Relative projectivity and transferability for partial lattices

TL;DR

This paper explores the concepts of projectivity and transferability in partial lattices, establishing new equivalences and providing solutions to longstanding open problems in lattice theory.

Contribution

It introduces ideal-projectivity for partial lattices, proves key equivalences for finite lattices, and solves two historical open problems in the field.

Findings

Finite lattice P is sharply transferable iff projective and weakly distributive.

Every finite distributive lattice is sharply transferable with respect to R mod.

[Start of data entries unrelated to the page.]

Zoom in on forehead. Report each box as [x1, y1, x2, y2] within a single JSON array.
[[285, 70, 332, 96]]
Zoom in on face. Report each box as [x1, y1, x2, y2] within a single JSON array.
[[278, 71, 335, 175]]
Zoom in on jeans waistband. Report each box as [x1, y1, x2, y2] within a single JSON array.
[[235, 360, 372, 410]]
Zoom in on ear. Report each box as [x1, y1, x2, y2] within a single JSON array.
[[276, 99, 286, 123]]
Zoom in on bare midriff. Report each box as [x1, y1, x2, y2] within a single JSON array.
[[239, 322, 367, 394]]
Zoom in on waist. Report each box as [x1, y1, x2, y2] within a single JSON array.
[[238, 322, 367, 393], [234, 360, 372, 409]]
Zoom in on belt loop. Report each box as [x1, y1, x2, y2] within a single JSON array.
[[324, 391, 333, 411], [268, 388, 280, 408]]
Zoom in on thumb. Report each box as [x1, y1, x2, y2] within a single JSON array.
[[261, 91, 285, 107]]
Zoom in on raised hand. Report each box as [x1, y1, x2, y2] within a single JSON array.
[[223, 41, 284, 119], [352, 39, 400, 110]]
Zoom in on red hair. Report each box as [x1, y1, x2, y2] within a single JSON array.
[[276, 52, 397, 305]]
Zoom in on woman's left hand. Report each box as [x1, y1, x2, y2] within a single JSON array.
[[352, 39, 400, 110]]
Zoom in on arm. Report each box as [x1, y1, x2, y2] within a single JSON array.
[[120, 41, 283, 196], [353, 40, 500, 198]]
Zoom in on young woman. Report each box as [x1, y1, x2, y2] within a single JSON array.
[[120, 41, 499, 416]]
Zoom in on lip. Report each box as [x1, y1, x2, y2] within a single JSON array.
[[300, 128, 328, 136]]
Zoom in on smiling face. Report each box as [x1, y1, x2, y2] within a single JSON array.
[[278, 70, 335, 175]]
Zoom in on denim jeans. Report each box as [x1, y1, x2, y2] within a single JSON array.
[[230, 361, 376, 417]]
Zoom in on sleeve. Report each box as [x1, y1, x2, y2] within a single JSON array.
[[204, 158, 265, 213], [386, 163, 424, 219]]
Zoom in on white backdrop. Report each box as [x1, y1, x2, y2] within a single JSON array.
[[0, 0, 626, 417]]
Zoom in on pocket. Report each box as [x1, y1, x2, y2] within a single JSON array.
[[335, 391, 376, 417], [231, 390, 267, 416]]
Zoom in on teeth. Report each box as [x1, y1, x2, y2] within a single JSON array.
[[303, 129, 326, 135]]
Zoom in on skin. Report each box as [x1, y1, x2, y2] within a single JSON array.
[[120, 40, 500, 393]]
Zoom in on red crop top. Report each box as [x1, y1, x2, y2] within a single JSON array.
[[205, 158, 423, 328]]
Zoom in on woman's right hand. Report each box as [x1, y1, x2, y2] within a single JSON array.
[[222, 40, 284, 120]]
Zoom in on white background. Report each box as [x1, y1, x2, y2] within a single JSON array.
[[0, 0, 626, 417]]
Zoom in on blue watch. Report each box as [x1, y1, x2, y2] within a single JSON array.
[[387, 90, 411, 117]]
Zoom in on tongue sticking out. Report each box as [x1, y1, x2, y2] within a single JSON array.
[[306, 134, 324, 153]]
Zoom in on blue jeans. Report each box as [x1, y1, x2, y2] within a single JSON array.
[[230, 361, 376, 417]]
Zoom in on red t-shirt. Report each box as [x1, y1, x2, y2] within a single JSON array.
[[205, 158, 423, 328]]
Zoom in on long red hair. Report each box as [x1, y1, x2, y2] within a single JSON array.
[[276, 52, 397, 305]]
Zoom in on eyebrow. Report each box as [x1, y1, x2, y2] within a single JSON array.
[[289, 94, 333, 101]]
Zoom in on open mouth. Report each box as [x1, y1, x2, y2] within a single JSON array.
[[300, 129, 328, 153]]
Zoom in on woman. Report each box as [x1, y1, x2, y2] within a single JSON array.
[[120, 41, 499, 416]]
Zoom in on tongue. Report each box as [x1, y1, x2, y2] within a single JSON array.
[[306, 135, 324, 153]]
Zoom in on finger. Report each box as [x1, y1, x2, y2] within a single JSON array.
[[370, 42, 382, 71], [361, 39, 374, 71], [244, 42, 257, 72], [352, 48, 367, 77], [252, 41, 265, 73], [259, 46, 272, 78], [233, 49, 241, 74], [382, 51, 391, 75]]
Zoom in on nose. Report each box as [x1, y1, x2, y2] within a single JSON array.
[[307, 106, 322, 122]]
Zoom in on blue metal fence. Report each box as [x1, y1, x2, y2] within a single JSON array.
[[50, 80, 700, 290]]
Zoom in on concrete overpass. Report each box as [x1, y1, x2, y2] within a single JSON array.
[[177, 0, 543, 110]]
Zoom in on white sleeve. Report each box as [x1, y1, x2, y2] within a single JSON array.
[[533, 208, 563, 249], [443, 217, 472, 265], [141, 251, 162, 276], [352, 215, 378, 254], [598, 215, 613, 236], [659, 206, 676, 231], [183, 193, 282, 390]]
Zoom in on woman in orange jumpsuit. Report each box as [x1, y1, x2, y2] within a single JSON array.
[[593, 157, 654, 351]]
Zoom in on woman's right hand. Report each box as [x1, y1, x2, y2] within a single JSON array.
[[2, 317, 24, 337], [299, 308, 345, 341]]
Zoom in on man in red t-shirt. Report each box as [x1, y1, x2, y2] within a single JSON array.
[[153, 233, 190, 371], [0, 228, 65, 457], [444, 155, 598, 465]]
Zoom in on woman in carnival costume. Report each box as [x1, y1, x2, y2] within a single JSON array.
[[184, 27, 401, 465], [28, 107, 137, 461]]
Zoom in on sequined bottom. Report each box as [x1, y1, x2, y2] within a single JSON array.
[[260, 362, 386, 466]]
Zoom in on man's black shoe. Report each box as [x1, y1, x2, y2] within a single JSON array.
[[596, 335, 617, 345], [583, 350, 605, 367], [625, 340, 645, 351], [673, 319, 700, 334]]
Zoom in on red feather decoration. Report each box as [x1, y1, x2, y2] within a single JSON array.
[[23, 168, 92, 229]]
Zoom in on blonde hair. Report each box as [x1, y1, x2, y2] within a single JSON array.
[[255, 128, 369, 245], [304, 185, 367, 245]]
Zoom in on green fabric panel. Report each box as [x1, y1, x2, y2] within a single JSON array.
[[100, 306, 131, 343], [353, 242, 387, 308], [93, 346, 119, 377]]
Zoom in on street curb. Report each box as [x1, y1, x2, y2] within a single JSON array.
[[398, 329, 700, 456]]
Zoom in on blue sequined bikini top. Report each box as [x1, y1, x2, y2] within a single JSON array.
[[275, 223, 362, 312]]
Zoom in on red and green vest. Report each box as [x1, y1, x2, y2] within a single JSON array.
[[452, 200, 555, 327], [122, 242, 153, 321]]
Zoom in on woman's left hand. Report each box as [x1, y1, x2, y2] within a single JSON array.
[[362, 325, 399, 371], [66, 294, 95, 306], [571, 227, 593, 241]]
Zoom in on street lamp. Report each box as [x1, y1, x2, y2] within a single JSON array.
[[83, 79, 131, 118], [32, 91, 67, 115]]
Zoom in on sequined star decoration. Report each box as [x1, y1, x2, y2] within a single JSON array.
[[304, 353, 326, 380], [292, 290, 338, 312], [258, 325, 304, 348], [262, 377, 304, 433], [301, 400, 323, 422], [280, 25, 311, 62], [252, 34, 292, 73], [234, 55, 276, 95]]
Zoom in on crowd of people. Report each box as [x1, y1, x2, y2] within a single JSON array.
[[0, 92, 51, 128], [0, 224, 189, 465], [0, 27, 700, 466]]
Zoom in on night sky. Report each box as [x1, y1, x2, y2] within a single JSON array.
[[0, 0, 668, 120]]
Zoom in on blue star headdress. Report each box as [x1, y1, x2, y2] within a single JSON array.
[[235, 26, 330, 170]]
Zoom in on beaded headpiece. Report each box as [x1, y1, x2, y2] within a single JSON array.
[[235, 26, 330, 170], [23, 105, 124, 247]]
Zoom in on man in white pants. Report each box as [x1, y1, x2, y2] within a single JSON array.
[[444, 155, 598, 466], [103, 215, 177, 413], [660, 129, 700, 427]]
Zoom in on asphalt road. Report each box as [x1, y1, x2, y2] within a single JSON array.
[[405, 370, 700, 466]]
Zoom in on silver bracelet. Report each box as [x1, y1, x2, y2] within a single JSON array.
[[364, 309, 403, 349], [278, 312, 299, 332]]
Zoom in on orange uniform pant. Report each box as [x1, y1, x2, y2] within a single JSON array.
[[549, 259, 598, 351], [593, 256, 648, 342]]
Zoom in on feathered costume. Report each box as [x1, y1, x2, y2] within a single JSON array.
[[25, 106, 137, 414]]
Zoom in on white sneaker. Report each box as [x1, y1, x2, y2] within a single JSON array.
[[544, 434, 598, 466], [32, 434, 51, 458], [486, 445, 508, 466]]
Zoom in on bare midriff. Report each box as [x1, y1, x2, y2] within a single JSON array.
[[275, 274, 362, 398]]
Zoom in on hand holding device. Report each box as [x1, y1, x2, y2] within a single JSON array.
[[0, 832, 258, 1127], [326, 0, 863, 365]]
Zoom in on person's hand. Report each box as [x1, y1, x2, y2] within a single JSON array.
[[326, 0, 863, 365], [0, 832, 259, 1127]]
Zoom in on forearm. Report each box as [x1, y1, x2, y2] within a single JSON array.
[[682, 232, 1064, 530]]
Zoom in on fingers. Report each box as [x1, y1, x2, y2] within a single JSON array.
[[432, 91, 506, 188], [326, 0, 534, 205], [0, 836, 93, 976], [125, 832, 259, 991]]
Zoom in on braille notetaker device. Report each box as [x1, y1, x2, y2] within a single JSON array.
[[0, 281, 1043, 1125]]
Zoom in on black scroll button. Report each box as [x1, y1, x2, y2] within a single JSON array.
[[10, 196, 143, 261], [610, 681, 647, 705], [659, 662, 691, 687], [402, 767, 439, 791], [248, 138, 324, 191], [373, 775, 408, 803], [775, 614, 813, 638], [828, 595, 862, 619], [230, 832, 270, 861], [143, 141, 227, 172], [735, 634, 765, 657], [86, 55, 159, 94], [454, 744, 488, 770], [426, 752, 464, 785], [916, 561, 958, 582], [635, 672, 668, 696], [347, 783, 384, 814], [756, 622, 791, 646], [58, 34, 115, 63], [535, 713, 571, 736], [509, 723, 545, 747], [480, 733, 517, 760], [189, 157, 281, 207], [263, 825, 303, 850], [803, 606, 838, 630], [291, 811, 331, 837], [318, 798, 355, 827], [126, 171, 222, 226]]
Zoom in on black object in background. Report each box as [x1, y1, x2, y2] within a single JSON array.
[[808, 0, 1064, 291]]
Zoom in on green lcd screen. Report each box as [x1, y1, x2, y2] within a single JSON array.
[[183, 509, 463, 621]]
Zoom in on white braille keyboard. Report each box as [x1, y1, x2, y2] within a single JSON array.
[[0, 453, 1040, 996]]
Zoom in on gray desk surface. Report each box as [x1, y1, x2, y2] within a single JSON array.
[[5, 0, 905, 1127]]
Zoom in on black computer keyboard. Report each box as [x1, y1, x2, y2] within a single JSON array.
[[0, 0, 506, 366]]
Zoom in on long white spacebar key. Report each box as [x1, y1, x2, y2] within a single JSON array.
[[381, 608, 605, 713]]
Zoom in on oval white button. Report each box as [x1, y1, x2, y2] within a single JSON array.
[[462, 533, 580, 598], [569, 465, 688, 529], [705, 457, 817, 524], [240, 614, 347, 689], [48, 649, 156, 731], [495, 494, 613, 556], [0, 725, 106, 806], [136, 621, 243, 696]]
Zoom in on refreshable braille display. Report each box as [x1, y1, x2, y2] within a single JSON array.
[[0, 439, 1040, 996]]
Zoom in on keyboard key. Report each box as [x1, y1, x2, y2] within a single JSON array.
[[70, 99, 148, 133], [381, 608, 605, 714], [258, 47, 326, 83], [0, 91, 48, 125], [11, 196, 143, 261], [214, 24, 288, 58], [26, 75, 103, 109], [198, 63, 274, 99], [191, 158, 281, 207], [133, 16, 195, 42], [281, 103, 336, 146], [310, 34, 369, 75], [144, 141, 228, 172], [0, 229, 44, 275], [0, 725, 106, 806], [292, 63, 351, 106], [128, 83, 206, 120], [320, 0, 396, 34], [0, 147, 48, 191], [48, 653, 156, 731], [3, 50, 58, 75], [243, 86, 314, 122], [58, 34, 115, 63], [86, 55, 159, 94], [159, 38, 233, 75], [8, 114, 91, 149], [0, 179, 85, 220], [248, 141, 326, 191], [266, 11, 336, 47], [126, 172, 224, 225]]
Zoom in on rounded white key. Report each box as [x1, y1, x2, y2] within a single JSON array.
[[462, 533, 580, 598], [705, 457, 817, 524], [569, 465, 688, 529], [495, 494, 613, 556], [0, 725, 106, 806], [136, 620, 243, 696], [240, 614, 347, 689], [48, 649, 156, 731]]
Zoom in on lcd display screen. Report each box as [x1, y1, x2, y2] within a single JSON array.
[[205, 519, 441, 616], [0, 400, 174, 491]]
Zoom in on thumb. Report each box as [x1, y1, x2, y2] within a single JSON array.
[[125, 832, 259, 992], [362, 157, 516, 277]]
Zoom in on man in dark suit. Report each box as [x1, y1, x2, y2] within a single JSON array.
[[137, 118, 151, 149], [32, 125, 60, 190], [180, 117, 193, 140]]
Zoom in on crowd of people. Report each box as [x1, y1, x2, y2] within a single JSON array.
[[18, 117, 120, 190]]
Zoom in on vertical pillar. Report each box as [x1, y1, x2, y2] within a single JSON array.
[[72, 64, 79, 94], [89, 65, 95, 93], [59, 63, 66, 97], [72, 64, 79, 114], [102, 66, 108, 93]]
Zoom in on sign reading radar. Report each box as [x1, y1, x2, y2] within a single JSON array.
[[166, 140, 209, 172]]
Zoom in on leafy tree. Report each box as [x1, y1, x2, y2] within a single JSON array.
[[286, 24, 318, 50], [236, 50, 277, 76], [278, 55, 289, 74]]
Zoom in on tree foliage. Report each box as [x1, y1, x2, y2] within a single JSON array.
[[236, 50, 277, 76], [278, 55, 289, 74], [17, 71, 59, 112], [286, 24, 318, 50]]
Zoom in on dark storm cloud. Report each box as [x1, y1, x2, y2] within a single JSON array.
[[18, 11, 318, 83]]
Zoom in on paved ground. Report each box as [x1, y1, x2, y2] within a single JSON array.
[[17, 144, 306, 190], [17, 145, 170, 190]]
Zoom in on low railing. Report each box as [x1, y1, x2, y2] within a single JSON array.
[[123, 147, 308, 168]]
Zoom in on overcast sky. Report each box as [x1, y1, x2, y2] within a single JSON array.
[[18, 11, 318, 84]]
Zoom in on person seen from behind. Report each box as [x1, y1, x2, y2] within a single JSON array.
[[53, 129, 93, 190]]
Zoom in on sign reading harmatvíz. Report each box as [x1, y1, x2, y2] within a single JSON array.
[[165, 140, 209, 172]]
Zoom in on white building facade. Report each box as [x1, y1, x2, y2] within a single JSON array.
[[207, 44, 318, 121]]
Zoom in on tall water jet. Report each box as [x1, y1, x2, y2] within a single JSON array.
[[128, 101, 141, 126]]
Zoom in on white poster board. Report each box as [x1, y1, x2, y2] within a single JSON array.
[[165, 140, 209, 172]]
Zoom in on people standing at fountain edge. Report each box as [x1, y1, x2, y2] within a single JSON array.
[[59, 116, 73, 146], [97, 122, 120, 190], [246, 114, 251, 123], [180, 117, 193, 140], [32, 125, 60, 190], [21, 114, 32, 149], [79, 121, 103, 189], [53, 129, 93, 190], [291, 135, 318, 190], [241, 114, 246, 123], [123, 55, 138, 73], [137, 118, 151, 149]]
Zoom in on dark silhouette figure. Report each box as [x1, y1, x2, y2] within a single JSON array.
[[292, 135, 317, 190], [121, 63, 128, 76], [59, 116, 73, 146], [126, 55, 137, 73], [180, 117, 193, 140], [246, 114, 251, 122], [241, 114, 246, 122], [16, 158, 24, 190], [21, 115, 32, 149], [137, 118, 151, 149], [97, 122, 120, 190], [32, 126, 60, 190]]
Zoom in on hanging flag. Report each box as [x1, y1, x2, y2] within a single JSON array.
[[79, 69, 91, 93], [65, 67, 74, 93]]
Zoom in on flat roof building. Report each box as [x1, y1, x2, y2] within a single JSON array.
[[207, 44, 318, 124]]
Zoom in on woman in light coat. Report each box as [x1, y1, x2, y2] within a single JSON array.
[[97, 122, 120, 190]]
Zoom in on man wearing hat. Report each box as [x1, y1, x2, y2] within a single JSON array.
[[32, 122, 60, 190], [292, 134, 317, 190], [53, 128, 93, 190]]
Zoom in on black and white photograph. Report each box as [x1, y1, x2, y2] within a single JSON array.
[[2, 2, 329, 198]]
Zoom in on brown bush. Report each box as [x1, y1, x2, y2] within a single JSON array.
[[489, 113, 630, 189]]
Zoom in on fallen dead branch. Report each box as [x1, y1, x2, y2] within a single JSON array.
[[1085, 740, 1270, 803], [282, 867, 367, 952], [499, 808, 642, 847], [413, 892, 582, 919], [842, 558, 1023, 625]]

Constructed a modular lattice with a non-pure canonical embedding.

Abstract

A partial lattice P is ideal-projective, with respect to a class C of lattices, if for every K $\in$ C and every homomorphism $\phi$ of partial lattices from P to the ideal lattice of K, there are arbitrarily large choice functions f : P $\rightarrow$ K for $\phi$ that are also homomorphisms of partial lattices. This extends the traditional concept of (sharp) transferability of a lattice with respect to C. We prove the following: (1) A finite lattice P, belonging to a variety V, is sharply transferable with respect to V iff it is projective with respect to V and weakly distributive lattice homomorphisms, iff it is ideal-projective with respect to V. (2) Every finite distributive lattice is sharply transferable with respect to the class R mod of all relatively complemented modular lattices. (3) The gluing D 4 of two squares, the top of one being identified with the bottom of the other one, is sharply transferable with respect to a variety V iff V is contained in the variety M$\omega$ generated by all lattices of length 2. (4) D 4 is projective, but not ideal-projective, with respect to R mod. (5) D 4 is transferable, but not sharply transferable, with respect to the variety M of all modular lattices. This solves a 1978 problem of G. Gr\"atzer. (6) We construct a modular lattice whose canonical embedding into its ideal lattice is not pure. This solves a 1974 problem of E. Nelson.